Handwerkliche Vorführungen

Dank des Engagements der Männer könne die „Entwicklung der Lederwarenherstellung in Hausen und Obertshausen“ anschaulich präsentiert werden. Eine typische Heimarbeiter-Werkstatt mit dem Arbeitsplatz eines Feintäschners, seinen Werkzeugen und Utensilien sowie Dokumente und Erzeugnisse aus dem vergangenen Jahrhundert bilden einen Schwerpunkt des Museums.

Die Gruppe organisierte regelmäßig handwerkliche Vorführungen, in Verbindung mit der Firma Picard auch in Kaufhäusern im ganzen Land. Diese Demonstrationen „fanden immer großes Interesse bei Jung und Alt und warben zugeich für das Karl-Mayer-Haus“, hieß es in der Laudatio weiter. In Zusammenarbeit mit Inge Klohoker, früher Vorsitzende des HGV und Leiterin der Waldschule, kamen auch viele Kinder in den Genuss der Darbietungen. „Die Arbeitsgruppe hat immer ihren Sachverstand und praktische Erfahrungen eingebracht“, fuhr die Sprecherin fort.
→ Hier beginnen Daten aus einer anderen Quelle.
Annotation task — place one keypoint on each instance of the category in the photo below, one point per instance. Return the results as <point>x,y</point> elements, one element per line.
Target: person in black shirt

Hausen und Obertshausen waren wichtige Standorte

Helmut Döbert wurde vor fast 90 Jahren in Hausen geboren. Bis 1979 führte er den Betrieb, den sein Vater Johann und sein Bruder Valentin 1929/30 eröffnet haben. „Hausen und Obertshausen waren bedeutende Standorte der deutschen Lederwaren-Industrie und haben Wohlstand und Reichtum in die Gemeinden gebracht“, erinnerte die Leiterin. Die Arbeiter wurden jedoch nicht sehr gut bezahlt, in Heimarbeit musste oft die ganze Familien helfen.

Zur Blütezeit in den 50er Jahren erlernten fast 90 Prozent der Schulabgänger den Beruf des Portefeuiller, der Stepperin oder Anschlägerin. Mitte der 80er hatte die Branche mit Billig-Importen aus Osteuropa und Asien zu kämpfen, die ihre Geschäftsgrundlagen zerstörten. Helmut Döbert habe bereits zehn Sonderausstellungen mitgestaltet, die „Lederwaren im Wandel der Zeit“, „Neue Mode 2003“ und „exklusive Taschen aus der Blütezeit“ zeigten, ferner Maschinen und Werkzeuge, die Entwicklung der Firma Picard und des Schuhhandwerks.

 „Nachwuchs ist so gut wie nicht in Sicht“

Leider sei die Arbeitsgruppe um den Jubilar heute alters- und krankheitsbedingt eingeschränkt, „Nachwuchs ist so gut wie nicht in Sicht“, bedauerte Matthes. Trotzdem absolvieren immer wieder junge Leute eine Ausbildung zum Feintäschner - „vielleicht finden sich ja doch mal ein paar von ihnen, die Interesse daran haben, hier im Museum mitzuarbeiten“.